Ministerstwo finansów w lutym sprzedało obligacje oszczędnościowe o łącznej wartości 3.037 mln zł.

Największą popularnością cieszyły się obligacje 3-miesięczne. Nabywcy indywidualni przeznaczyli na ich zakup kwotę 1.464,6 mln zł (48% udział w strukturze sprzedaży). Zainteresowaniem cieszyły się również obligacje 4-letnie (33%) i 2-letnie (10%). W dalszej kolejności oszczędzający wybierali obligacje 10-letnie (8%) i 3-letnie (0,5%).

Na zakup obligacji rodzinnych dedykowanych beneficjentom programu Rodzina 500+ przeznaczono 21,3 mln zł. Obligacje rodzinne kierowane są wyłącznie do osób otrzymujących świadczenie w ramach programu Rodzina 500+, które chcą oszczędzać na przyszłe potrzeby swoich dzieci. Beneficjenci programu mogą nabywać ten rodzaj obligacji do wysokości kwoty przyznanego świadczenia wychowawczego. Obligacje rodzinne są dostępne w ciągłej sprzedaży, zatem ich zakupu można dokonać w dowolnym momencie.

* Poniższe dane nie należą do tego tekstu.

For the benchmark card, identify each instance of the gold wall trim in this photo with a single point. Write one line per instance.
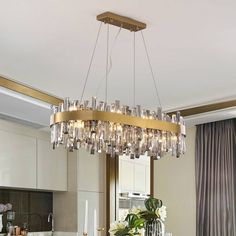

Kwota oszczędności, ulokowana w lutym przez Polaków w obligacjach detalicznych, po raz kolejny przekroczyła 3 mld zł. Podobnie jak w styczniu, najchętniej wybierane były instrumenty 3-miesieczne oraz obligacje 4-letnie. Te ostatnie, podobnie jak obligacje 10-letnie oraz rodzinne, dzięki mechanizmowi indeksacji do inflacji chronią oszczędności przed utratą siły nabywczej. To niewątpliwy duży atut naszej oferty skarbowych obligacji detalicznych, zwłaszcza w kontekście wysokości oprocentowania lokat bankowych

komentuje Sebastian Skuza, sekretarz stanu w Ministerstwie Finansów.